Sunday 21 July 2013

Supporting Active Fatherhood in Britain by Laura King


http://www.historyandpolicy.org/papers/policy-paper-132.html#top



Laura King's recent research on 'Active Fatherhood' in Britain is a refreshing paper to read, depicting a more balanced positive view on the male paternalistic representation, in a more positive light, as a caring and loving father. It is comforting to read that indeed majority of men, once married or in a serious long term relationship, are in fact very much keen, when the time comes, to fully enjoy and proudly assume fatherhood status. A cherished position even more appreciated once having babies becomes a more desired and wanted yearning, rather than a regrettable error in counting or an unfortunate moment lost under the spell! Many men indeed do take their responsibilities as fathers very seriously, and thank god for those! 

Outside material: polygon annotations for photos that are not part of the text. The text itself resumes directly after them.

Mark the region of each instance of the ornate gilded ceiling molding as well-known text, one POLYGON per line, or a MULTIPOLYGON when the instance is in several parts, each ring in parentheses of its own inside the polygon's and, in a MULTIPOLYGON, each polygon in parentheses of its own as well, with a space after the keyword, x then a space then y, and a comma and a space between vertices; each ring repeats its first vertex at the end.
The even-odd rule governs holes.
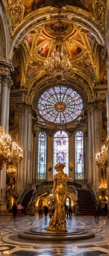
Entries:
MULTIPOLYGON (((29 32, 32 29, 34 29, 34 27, 36 26, 38 26, 39 25, 42 25, 42 24, 45 23, 50 23, 50 21, 53 21, 53 19, 50 20, 49 18, 49 16, 50 15, 50 7, 45 7, 44 8, 41 8, 40 9, 38 9, 38 10, 35 11, 35 15, 34 14, 31 14, 31 15, 28 16, 24 19, 24 21, 21 22, 21 25, 19 25, 17 28, 16 28, 16 30, 15 31, 15 33, 13 36, 13 42, 12 44, 12 48, 15 45, 16 46, 18 44, 19 44, 20 40, 22 39, 25 35, 27 33, 29 32), (41 10, 41 9, 43 10, 41 10), (45 9, 45 15, 43 14, 43 10, 45 9), (39 16, 40 15, 41 18, 39 19, 39 16)), ((69 11, 71 11, 69 10, 69 11)), ((96 20, 94 19, 93 18, 91 17, 91 16, 88 17, 88 15, 86 15, 85 13, 81 17, 81 13, 80 12, 74 12, 74 10, 72 10, 72 14, 71 13, 70 19, 68 19, 68 16, 69 16, 69 14, 68 14, 68 10, 62 10, 62 14, 65 16, 67 16, 67 18, 63 18, 62 21, 63 20, 67 23, 74 23, 77 24, 79 24, 80 26, 82 26, 83 29, 85 28, 88 31, 90 31, 94 33, 95 37, 97 38, 99 44, 104 45, 104 36, 103 35, 103 31, 100 26, 98 26, 96 20)))
POLYGON ((13 34, 16 28, 23 21, 25 7, 24 4, 24 1, 17 0, 14 4, 10 5, 9 7, 9 17, 12 20, 13 34))

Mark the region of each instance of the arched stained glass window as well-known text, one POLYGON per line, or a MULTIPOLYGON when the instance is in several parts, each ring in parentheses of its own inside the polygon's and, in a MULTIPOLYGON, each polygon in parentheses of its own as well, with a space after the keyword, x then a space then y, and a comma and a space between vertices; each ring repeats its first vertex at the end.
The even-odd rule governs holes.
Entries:
POLYGON ((76 179, 84 179, 83 137, 82 132, 77 132, 75 134, 75 170, 76 179))
POLYGON ((45 180, 46 174, 47 135, 38 134, 37 179, 45 180))
POLYGON ((40 114, 50 122, 71 122, 81 114, 82 100, 71 88, 58 86, 50 88, 41 96, 38 108, 40 114))
POLYGON ((59 162, 66 163, 64 172, 69 176, 69 137, 63 131, 56 132, 54 136, 54 175, 56 173, 54 167, 59 162))

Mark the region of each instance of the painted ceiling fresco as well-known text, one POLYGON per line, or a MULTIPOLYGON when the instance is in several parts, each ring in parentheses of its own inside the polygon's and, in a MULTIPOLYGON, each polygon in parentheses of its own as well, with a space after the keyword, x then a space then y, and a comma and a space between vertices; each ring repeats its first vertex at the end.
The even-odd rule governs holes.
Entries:
MULTIPOLYGON (((24 6, 25 7, 25 15, 27 15, 31 12, 39 8, 49 6, 53 4, 52 0, 25 0, 24 6)), ((92 11, 91 0, 66 0, 66 4, 79 8, 81 8, 87 12, 92 11)))
POLYGON ((61 36, 67 36, 72 32, 73 26, 72 24, 68 24, 64 22, 61 24, 57 21, 56 23, 46 25, 45 26, 46 31, 53 36, 58 35, 59 32, 60 33, 61 36))
MULTIPOLYGON (((65 80, 70 79, 71 82, 72 79, 77 83, 78 79, 83 86, 85 84, 86 92, 92 99, 91 87, 95 84, 97 72, 96 51, 100 51, 100 62, 97 63, 100 66, 97 79, 102 84, 107 82, 103 34, 106 26, 105 1, 63 0, 59 9, 56 5, 60 2, 7 0, 9 16, 12 20, 11 40, 15 42, 12 58, 15 70, 13 86, 28 87, 29 99, 38 83, 45 80, 48 84, 53 79, 46 63, 53 52, 57 52, 60 36, 64 55, 70 64, 70 73, 65 80)), ((14 47, 13 44, 12 49, 14 47)))

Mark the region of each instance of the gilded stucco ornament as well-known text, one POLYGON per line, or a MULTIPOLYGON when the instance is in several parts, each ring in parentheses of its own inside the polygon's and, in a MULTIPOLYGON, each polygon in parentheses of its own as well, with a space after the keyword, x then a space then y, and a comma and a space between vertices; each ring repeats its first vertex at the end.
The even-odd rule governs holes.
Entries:
POLYGON ((8 8, 10 18, 12 20, 13 31, 24 19, 25 7, 24 0, 18 0, 14 4, 10 5, 8 8))

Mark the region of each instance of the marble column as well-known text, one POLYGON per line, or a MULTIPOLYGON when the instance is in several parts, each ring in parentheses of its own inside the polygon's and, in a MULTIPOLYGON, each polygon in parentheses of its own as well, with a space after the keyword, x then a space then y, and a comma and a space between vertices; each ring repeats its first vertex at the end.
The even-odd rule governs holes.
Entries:
POLYGON ((0 106, 1 102, 2 86, 2 75, 0 75, 0 106))
MULTIPOLYGON (((6 134, 8 133, 9 130, 9 100, 10 90, 12 81, 10 76, 6 75, 1 75, 0 87, 1 91, 1 125, 2 126, 6 134)), ((2 190, 1 199, 1 210, 0 215, 5 214, 7 212, 7 204, 6 201, 6 165, 1 174, 1 178, 2 181, 0 184, 0 190, 2 190)))
POLYGON ((31 183, 32 172, 31 164, 31 146, 32 146, 32 117, 31 110, 28 110, 28 141, 27 141, 27 183, 31 183))
POLYGON ((48 135, 47 144, 47 175, 46 179, 47 180, 52 180, 53 178, 53 167, 52 170, 49 170, 50 164, 52 164, 53 166, 53 136, 52 135, 48 135))
POLYGON ((73 180, 75 180, 75 142, 74 134, 72 133, 69 134, 69 164, 73 166, 73 170, 69 169, 69 177, 73 180))
POLYGON ((35 181, 36 180, 36 133, 34 132, 33 134, 33 173, 32 173, 32 180, 35 181))
POLYGON ((95 131, 94 131, 94 109, 91 110, 91 121, 92 133, 92 175, 94 188, 95 188, 95 131))
POLYGON ((7 95, 8 95, 8 76, 2 75, 2 95, 1 102, 1 125, 2 126, 6 131, 6 116, 7 106, 7 95))
POLYGON ((84 145, 84 150, 83 150, 83 157, 84 157, 84 179, 88 179, 88 144, 87 144, 87 139, 88 139, 88 132, 85 131, 83 133, 83 145, 84 145))
POLYGON ((99 194, 99 167, 96 164, 95 156, 96 154, 99 152, 99 114, 98 105, 96 105, 94 109, 94 135, 95 135, 95 152, 93 156, 95 161, 95 189, 96 193, 99 194))
POLYGON ((10 77, 8 76, 8 94, 7 94, 7 113, 6 115, 6 133, 7 134, 9 133, 9 102, 10 102, 10 92, 11 85, 13 82, 10 77))
POLYGON ((88 116, 88 181, 92 182, 92 134, 91 111, 90 110, 88 116))

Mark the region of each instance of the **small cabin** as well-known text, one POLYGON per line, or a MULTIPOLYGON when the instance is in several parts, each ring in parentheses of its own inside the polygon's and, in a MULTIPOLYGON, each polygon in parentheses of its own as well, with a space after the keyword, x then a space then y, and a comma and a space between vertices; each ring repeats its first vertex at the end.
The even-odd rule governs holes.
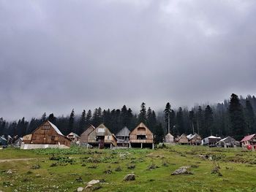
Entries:
POLYGON ((209 147, 215 147, 217 142, 221 139, 219 137, 209 136, 202 140, 202 145, 209 147))
POLYGON ((239 142, 236 141, 236 139, 230 136, 227 137, 226 138, 224 138, 222 139, 220 139, 219 142, 216 143, 217 147, 236 147, 240 145, 239 142))
POLYGON ((116 137, 118 147, 129 147, 130 132, 127 127, 124 127, 116 134, 116 137))
POLYGON ((117 140, 113 134, 104 125, 100 124, 89 135, 88 143, 99 148, 116 147, 117 140))
POLYGON ((21 145, 20 148, 23 149, 69 147, 71 142, 71 140, 64 136, 49 120, 39 126, 32 134, 24 136, 23 140, 25 145, 21 145))
POLYGON ((71 132, 70 134, 69 134, 67 136, 67 138, 69 138, 72 142, 77 143, 78 142, 79 142, 80 139, 80 137, 73 132, 71 132))
POLYGON ((7 139, 5 139, 4 136, 0 137, 0 146, 7 146, 8 145, 7 139))
POLYGON ((187 136, 187 139, 189 140, 189 144, 191 145, 200 145, 202 142, 202 138, 197 134, 189 134, 187 136))
POLYGON ((91 125, 86 131, 81 134, 80 137, 80 143, 82 145, 87 145, 89 140, 89 135, 95 129, 95 127, 91 125))
POLYGON ((256 150, 256 134, 244 137, 240 142, 244 148, 250 146, 252 150, 256 150))
POLYGON ((177 137, 176 142, 180 145, 188 145, 189 139, 187 137, 187 135, 183 134, 181 136, 177 137))
POLYGON ((154 149, 153 133, 143 123, 140 123, 129 134, 130 147, 152 147, 154 149))
POLYGON ((165 143, 174 143, 174 137, 171 134, 168 133, 165 137, 165 143))

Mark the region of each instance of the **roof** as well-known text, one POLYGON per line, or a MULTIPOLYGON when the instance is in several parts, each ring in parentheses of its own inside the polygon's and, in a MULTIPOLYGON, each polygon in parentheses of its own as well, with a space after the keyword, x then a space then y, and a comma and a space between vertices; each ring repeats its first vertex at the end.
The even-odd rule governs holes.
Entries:
POLYGON ((58 134, 62 135, 64 136, 61 131, 59 130, 59 128, 56 126, 56 125, 54 125, 53 123, 50 122, 49 120, 48 120, 50 123, 50 125, 54 128, 54 130, 57 132, 58 134))
POLYGON ((130 132, 128 128, 125 126, 116 134, 116 136, 129 136, 130 132))
POLYGON ((71 132, 68 135, 74 135, 75 137, 80 137, 77 134, 75 134, 74 132, 71 132))
POLYGON ((246 137, 244 137, 243 139, 241 140, 241 142, 248 141, 248 140, 251 140, 252 138, 253 137, 255 137, 255 134, 246 136, 246 137))
POLYGON ((0 137, 0 139, 4 140, 4 141, 6 141, 6 142, 7 141, 4 137, 0 137))

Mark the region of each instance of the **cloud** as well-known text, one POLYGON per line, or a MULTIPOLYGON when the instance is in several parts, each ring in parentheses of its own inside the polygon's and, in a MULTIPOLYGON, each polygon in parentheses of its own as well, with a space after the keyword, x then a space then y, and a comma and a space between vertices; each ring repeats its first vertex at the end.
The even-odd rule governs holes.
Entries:
POLYGON ((255 94, 254 1, 0 2, 0 116, 255 94))

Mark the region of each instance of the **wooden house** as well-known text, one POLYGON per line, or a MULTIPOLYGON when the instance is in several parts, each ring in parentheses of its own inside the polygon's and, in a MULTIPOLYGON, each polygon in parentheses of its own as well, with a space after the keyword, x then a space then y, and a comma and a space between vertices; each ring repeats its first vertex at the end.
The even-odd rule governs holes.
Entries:
POLYGON ((130 147, 152 147, 154 149, 154 135, 143 123, 140 123, 129 133, 130 147))
POLYGON ((92 131, 95 129, 95 127, 91 125, 86 131, 81 134, 80 137, 80 144, 82 145, 87 145, 89 140, 89 135, 91 133, 92 131))
POLYGON ((104 124, 100 124, 89 134, 88 143, 92 146, 98 146, 100 149, 105 147, 112 148, 113 146, 116 146, 117 140, 104 124))
POLYGON ((8 145, 8 141, 4 136, 0 137, 0 146, 7 146, 8 145))
POLYGON ((174 143, 174 137, 171 134, 168 133, 165 137, 165 143, 174 143))
POLYGON ((192 145, 200 145, 202 142, 202 138, 197 134, 189 134, 187 136, 187 138, 189 140, 189 144, 192 145))
POLYGON ((218 147, 236 147, 240 145, 239 142, 236 141, 235 139, 228 136, 222 139, 220 139, 219 142, 216 143, 218 147))
POLYGON ((23 138, 23 149, 66 147, 70 146, 71 140, 64 136, 59 128, 49 120, 39 126, 32 134, 26 135, 23 138))
POLYGON ((187 137, 187 135, 183 134, 179 137, 177 137, 176 139, 176 143, 180 145, 187 145, 189 144, 189 139, 187 137))
POLYGON ((131 131, 127 127, 124 127, 116 135, 117 139, 117 146, 129 147, 129 133, 131 131))
POLYGON ((240 143, 244 148, 252 147, 252 150, 256 150, 256 134, 244 137, 240 143))
POLYGON ((215 137, 215 136, 209 136, 206 138, 204 138, 202 140, 202 145, 208 145, 209 147, 215 147, 216 143, 219 142, 221 139, 219 137, 215 137))
POLYGON ((67 138, 69 138, 72 142, 77 143, 79 142, 80 137, 73 132, 71 132, 67 136, 67 138))

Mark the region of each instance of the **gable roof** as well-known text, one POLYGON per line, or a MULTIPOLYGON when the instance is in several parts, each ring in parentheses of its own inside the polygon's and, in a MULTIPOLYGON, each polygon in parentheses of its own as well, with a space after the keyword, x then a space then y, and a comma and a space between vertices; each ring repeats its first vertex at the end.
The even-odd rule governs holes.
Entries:
POLYGON ((253 137, 255 137, 255 134, 251 134, 251 135, 248 135, 248 136, 244 137, 244 139, 241 140, 241 142, 248 141, 248 140, 251 140, 252 138, 253 137))
POLYGON ((54 128, 55 131, 56 131, 58 134, 60 134, 60 135, 64 136, 64 135, 61 134, 61 131, 59 131, 59 129, 56 126, 56 125, 54 125, 53 123, 50 122, 48 120, 47 121, 48 121, 48 122, 50 123, 50 125, 54 128))
POLYGON ((130 132, 128 128, 125 126, 116 134, 116 136, 129 136, 130 132))

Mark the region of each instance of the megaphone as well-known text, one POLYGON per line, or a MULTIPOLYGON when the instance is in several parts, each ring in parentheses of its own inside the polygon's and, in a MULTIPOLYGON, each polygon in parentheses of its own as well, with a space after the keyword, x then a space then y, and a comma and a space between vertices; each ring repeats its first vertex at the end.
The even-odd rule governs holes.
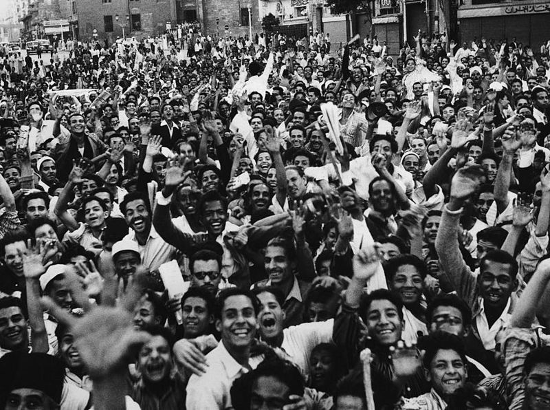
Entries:
POLYGON ((374 121, 388 114, 388 107, 384 102, 373 102, 365 112, 365 117, 368 121, 374 121))

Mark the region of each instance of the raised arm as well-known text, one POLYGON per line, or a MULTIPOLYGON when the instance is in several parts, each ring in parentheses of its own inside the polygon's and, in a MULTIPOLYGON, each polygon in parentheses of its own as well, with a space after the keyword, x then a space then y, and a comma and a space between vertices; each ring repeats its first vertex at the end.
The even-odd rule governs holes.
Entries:
POLYGON ((496 210, 499 213, 506 209, 509 202, 508 190, 510 188, 514 154, 521 146, 519 133, 516 131, 514 126, 509 127, 506 130, 502 141, 504 153, 494 181, 494 200, 496 202, 496 210))
POLYGON ((273 158, 275 175, 277 177, 277 193, 275 195, 275 197, 282 208, 285 206, 285 202, 287 200, 287 171, 285 170, 283 157, 280 156, 280 142, 275 136, 275 132, 272 128, 266 127, 265 131, 267 133, 267 141, 265 146, 273 158))
POLYGON ((170 217, 170 203, 176 188, 185 180, 183 161, 170 160, 164 179, 164 188, 157 193, 157 206, 153 214, 153 225, 163 239, 185 255, 190 255, 193 241, 191 235, 182 232, 170 217))
POLYGON ((476 192, 483 175, 483 168, 472 165, 461 168, 451 182, 450 201, 443 208, 435 250, 443 270, 459 295, 473 303, 476 279, 464 261, 459 245, 459 226, 464 201, 476 192))
POLYGON ((78 222, 67 211, 67 206, 71 199, 74 188, 82 181, 82 176, 84 175, 85 167, 84 164, 85 162, 82 160, 78 164, 74 162, 73 169, 69 174, 67 184, 63 187, 61 193, 59 194, 59 198, 58 198, 56 206, 54 208, 54 213, 71 232, 78 228, 78 222))

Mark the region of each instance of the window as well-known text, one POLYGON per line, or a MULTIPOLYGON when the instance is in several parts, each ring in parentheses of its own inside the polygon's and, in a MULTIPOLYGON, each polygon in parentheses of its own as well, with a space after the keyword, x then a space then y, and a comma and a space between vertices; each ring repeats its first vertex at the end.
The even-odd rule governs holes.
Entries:
POLYGON ((142 15, 132 14, 132 30, 141 31, 142 30, 142 15))
POLYGON ((295 7, 294 8, 294 18, 300 19, 307 15, 307 10, 306 7, 295 7))
POLYGON ((248 9, 245 7, 241 9, 241 25, 248 27, 248 9))
POLYGON ((103 16, 103 25, 106 33, 113 32, 113 16, 103 16))

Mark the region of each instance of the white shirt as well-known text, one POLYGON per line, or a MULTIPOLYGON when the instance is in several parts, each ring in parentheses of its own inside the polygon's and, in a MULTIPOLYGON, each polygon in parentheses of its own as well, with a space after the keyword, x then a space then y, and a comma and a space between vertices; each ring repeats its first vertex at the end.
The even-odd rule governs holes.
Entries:
POLYGON ((493 325, 490 328, 489 323, 487 321, 487 316, 485 313, 483 299, 483 298, 480 298, 480 299, 479 306, 481 308, 481 311, 479 314, 476 316, 476 325, 477 325, 479 338, 481 340, 481 343, 483 343, 483 347, 485 348, 485 350, 494 350, 495 345, 496 345, 495 341, 496 334, 498 333, 500 329, 507 327, 508 323, 510 321, 510 318, 512 318, 512 314, 508 312, 510 310, 512 300, 510 298, 508 298, 508 303, 506 304, 506 307, 503 310, 500 317, 495 321, 493 325))
MULTIPOLYGON (((248 365, 256 369, 263 358, 253 358, 248 365)), ((206 355, 208 367, 202 376, 193 374, 187 384, 187 410, 232 409, 231 386, 249 369, 241 365, 227 351, 223 342, 206 355)))

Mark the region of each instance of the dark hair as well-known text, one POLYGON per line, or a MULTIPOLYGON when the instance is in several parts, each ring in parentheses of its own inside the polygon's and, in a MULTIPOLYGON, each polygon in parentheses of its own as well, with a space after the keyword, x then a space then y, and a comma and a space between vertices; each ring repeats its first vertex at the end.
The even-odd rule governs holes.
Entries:
POLYGON ((31 199, 43 199, 46 208, 47 209, 50 207, 50 195, 48 195, 47 193, 40 191, 30 192, 23 197, 23 202, 21 202, 22 209, 24 211, 27 210, 27 206, 29 204, 29 201, 31 199))
POLYGON ((109 211, 109 208, 107 207, 107 204, 105 204, 105 201, 100 198, 99 197, 96 197, 96 195, 87 195, 82 200, 82 206, 81 209, 82 212, 85 212, 86 211, 86 205, 89 203, 92 202, 94 201, 96 201, 101 206, 101 208, 104 211, 109 211))
POLYGON ((57 225, 56 225, 54 221, 46 217, 37 218, 27 224, 27 232, 29 233, 29 235, 30 235, 32 238, 34 238, 34 233, 36 229, 44 225, 50 225, 57 236, 57 225))
POLYGON ((390 148, 393 153, 397 152, 397 142, 393 135, 390 134, 376 134, 368 142, 368 148, 371 152, 374 152, 374 144, 378 141, 388 141, 390 143, 390 148))
POLYGON ((22 228, 8 232, 4 237, 0 239, 0 257, 4 257, 6 256, 6 246, 15 242, 25 242, 26 244, 28 239, 29 234, 22 228))
MULTIPOLYGON (((300 110, 299 110, 298 109, 295 109, 294 112, 296 112, 296 111, 300 111, 300 112, 304 112, 305 114, 305 111, 300 111, 300 110)), ((292 127, 291 127, 290 129, 288 131, 288 134, 290 135, 292 133, 292 131, 296 130, 296 129, 298 129, 298 131, 302 131, 302 133, 304 136, 304 138, 305 138, 306 136, 307 136, 307 132, 305 131, 305 128, 304 128, 303 127, 302 127, 301 125, 300 125, 298 124, 296 124, 296 125, 293 125, 292 127)))
POLYGON ((218 267, 221 269, 221 255, 209 249, 201 249, 193 253, 189 258, 189 270, 193 273, 193 265, 195 261, 216 261, 218 267))
MULTIPOLYGON (((128 195, 126 195, 127 197, 128 195)), ((126 199, 126 197, 124 197, 126 199)), ((223 207, 224 212, 227 211, 228 210, 228 199, 227 197, 222 195, 219 191, 216 191, 215 189, 210 189, 205 192, 202 197, 201 197, 200 200, 199 201, 199 204, 197 205, 197 210, 199 211, 199 217, 202 217, 203 213, 204 212, 204 206, 206 206, 207 202, 214 202, 215 201, 219 201, 221 203, 222 206, 223 207)))
POLYGON ((219 294, 218 294, 218 297, 216 299, 214 316, 217 319, 221 319, 221 312, 223 310, 223 305, 226 303, 226 300, 233 296, 244 296, 248 297, 252 303, 254 313, 256 315, 258 314, 258 312, 260 311, 260 302, 251 290, 248 290, 248 289, 239 289, 239 288, 229 288, 221 290, 219 294))
POLYGON ((273 351, 266 354, 258 367, 233 382, 231 402, 235 410, 250 408, 252 389, 261 377, 273 377, 289 388, 289 396, 303 396, 305 382, 300 370, 292 362, 279 358, 273 351))
POLYGON ((166 310, 164 302, 162 301, 160 296, 157 296, 157 294, 151 289, 146 289, 143 292, 143 295, 145 296, 145 299, 151 302, 151 304, 153 305, 153 308, 155 310, 155 317, 160 318, 160 323, 164 325, 168 317, 168 311, 166 310))
POLYGON ((174 347, 174 343, 175 343, 176 341, 170 329, 160 325, 150 325, 146 326, 144 330, 145 330, 151 336, 160 336, 164 338, 166 342, 168 342, 168 345, 170 346, 170 350, 171 352, 172 348, 174 347))
POLYGON ((422 363, 426 369, 430 368, 432 360, 439 350, 454 350, 460 356, 464 365, 468 365, 464 343, 456 334, 446 332, 435 332, 420 338, 418 341, 418 347, 421 349, 426 350, 422 363))
POLYGON ((265 292, 271 293, 273 296, 274 296, 275 299, 277 300, 277 303, 279 304, 279 306, 283 308, 283 304, 285 303, 285 294, 278 288, 276 288, 275 286, 258 286, 252 290, 252 293, 254 293, 256 297, 258 294, 265 292))
POLYGON ((509 274, 510 277, 512 279, 516 279, 516 276, 518 274, 518 261, 516 260, 516 258, 514 258, 507 252, 500 249, 492 249, 491 250, 488 251, 485 254, 485 256, 481 258, 481 260, 479 261, 480 273, 481 271, 483 271, 485 262, 487 261, 509 265, 510 269, 509 270, 508 273, 509 274))
POLYGON ((458 309, 462 314, 464 327, 468 327, 472 324, 472 310, 461 298, 452 293, 437 296, 430 302, 426 310, 426 319, 428 323, 432 323, 434 311, 439 306, 452 306, 458 309))
POLYGON ((27 311, 23 304, 23 301, 20 298, 16 298, 13 296, 6 296, 0 298, 0 309, 7 309, 8 308, 19 308, 21 309, 23 316, 25 319, 28 319, 27 311))
POLYGON ((359 314, 364 323, 367 321, 367 312, 374 301, 389 301, 395 305, 399 319, 403 320, 403 302, 399 295, 387 289, 377 289, 361 297, 359 314))
POLYGON ((94 258, 94 253, 86 250, 82 245, 74 244, 67 248, 67 250, 61 254, 59 263, 63 265, 70 263, 71 259, 77 256, 83 256, 89 260, 93 260, 94 258))
POLYGON ((212 314, 212 315, 214 314, 214 296, 210 292, 208 292, 204 288, 200 288, 200 287, 189 288, 189 290, 184 294, 184 296, 182 296, 182 308, 184 306, 184 303, 185 303, 185 301, 190 297, 197 297, 204 299, 204 301, 206 303, 206 310, 208 311, 208 314, 212 314))
POLYGON ((404 265, 412 265, 416 268, 423 279, 428 274, 426 263, 420 258, 414 255, 405 254, 392 258, 384 263, 384 272, 386 274, 386 280, 388 282, 391 281, 397 270, 404 265))
POLYGON ((137 191, 137 192, 132 192, 124 195, 124 199, 120 202, 119 207, 120 208, 120 211, 122 213, 123 215, 126 215, 126 207, 128 206, 128 204, 131 202, 132 201, 135 201, 136 199, 142 199, 144 203, 145 204, 145 206, 147 208, 147 211, 151 215, 152 214, 151 211, 151 205, 149 204, 149 199, 145 195, 145 194, 137 191))

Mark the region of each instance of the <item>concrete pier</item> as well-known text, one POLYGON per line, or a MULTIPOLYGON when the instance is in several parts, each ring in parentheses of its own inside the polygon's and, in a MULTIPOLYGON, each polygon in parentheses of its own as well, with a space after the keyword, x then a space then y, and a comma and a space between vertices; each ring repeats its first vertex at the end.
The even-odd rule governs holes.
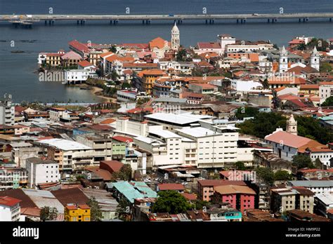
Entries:
POLYGON ((246 22, 246 20, 272 20, 272 22, 275 22, 278 19, 299 19, 303 20, 307 22, 309 18, 326 18, 332 22, 333 18, 333 13, 258 13, 258 14, 228 14, 228 15, 0 15, 0 21, 19 21, 37 22, 39 21, 82 21, 82 25, 86 20, 107 20, 117 23, 119 20, 139 20, 150 22, 152 20, 176 20, 178 23, 181 24, 183 20, 202 20, 208 24, 214 24, 215 20, 236 20, 241 23, 246 22), (114 20, 117 20, 115 22, 114 20))

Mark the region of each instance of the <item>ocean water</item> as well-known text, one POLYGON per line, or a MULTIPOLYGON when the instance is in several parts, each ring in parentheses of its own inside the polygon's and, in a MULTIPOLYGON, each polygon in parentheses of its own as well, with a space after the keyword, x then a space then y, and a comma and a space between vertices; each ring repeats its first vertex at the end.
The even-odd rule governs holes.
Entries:
MULTIPOLYGON (((333 1, 318 0, 0 0, 0 14, 200 14, 203 8, 207 13, 253 13, 333 12, 333 1), (128 9, 128 8, 127 8, 128 9)), ((15 102, 34 101, 53 102, 72 101, 93 102, 100 101, 89 90, 79 90, 56 82, 40 82, 34 73, 38 53, 67 50, 68 42, 73 39, 93 43, 119 43, 147 42, 157 36, 170 39, 173 23, 152 22, 143 25, 140 21, 86 22, 77 25, 75 22, 58 22, 53 26, 44 22, 32 29, 15 28, 7 22, 0 22, 0 95, 8 93, 15 102), (11 45, 14 43, 14 46, 11 45), (22 50, 22 53, 13 53, 22 50)), ((333 37, 333 22, 316 20, 299 23, 297 20, 278 20, 268 24, 264 20, 247 20, 237 25, 235 20, 216 20, 205 25, 202 20, 184 21, 179 25, 181 43, 195 46, 198 41, 215 41, 216 35, 228 33, 242 40, 270 40, 279 46, 287 45, 295 36, 311 36, 324 39, 333 37)))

For the most, many are caring and loving husbands and good supportive partners to their spouse. The undisputed signs of a great father to be are to be found in his own behaviour and conduct towards his own family. This is where the reputation of a man precedes him. I can certainly attest to these qualities, tried and tested over years and decades, going through the bad and the ugly, as much as the good and the great! These personally found in my own loving dad, extended to my lovely husband, and thankfully passed on to our sweet son, soon to be a dad himself! Great no doubtJ

A man who cares about others, who has high integrity, is dedicated towards each member of his family, taking keen interests in the affairs of his own, where siblings and parents matter deeply. These are great signs of a person who does not only live to fulfil his own egocentric needs and selfish ways; rather a man who believes in the generous giving as much as, if not more, in the gratitude of taking. He is a precious man indeed. 


These are virtues to hold on to! Such a man not only is he a great son, a wonderful brother and loving husband; he is most of all a trusted friend. A reliable person with equal qualities, as well as the inevitable certain imperfect traits, making the man a true human being, the perfect make up for a great dad!

With all the ups and downs a man is capable of going through, a great dad is someone who is most of the time there for you, making the efforts and interests to be part of your life. After all, who is going to be your best teacher, your best judge, your best role model and your best friend, if not your dad... alongside your mum of course!

People come naturally in all shapes and forms and some might find my description of what makes a great dad perhaps, a wee bit unrealistic in our day and age. Though the road to hold the distinguished badge of parenthood in true fatherhood does seem from Laura King’s research paper, not so much a far fetched ideal! As it seems 'Fatherhood' is more likely to be, not so much 'the road less travelled', as the road under 'indefinite construction', being constantly reengineered as a whole town comes gradually sprouting to life! 


However, just like when looking at a nutritious source, what differentiate the good apple from the rotten one is in its core! The core has to be fresh, clear and clean. The heart has to pump at the rhythms of one's brain waves. The more pure and clear minded, the more all other feelings and emotions will filter through a transformational source, intelligent and bright, brilliant in every way. And I am not the only one to think this way about being Great:

“Not everybody can be famous but everybody can be great, because greatness is determined by service.” 
 Martin Luther King Jr

"Wherever you find a great man, you will find a great mother or a great wife standing behind him -- or so they used to say. It would be interesting to know how many great women have had great fathers and husbands behind them.” 
 Dorothy L. SayersGaudy Night

“Nothing great will ever be achieved without great men, and men are great only if they are determined to be so.” 
 Charles de Gaulle

“The past is to be respected and acknowledged, but not worshipped; it is our future in which we will find our greatness.” 
 Pierre Trudeau

And 'our future' lies in our actions of today, the legacy we leave behind and the ways we raise our children!

Hence the extended love and affection with its exponential effects transferred to one's own little babies, comes the need to protect and safeguard the life journey of our own flesh and blood from infancy, through childhood, into teens, and soon adulthood. The life of your child is forever bound to yours in numerous magical ways! The umbilical cord may be cut at birth, but the tie of parenthood can never be severed... unless we blow a hole in it where the bond of fatherhood (or motherhood) is left bruised, deserted and poorly disconnected. 


A sad truth for many, who in the majority, go through life wanting yet never reaching an unfulfilled dream, trapped in a childhood loss, still waiting to be picked up and be lovingly protected.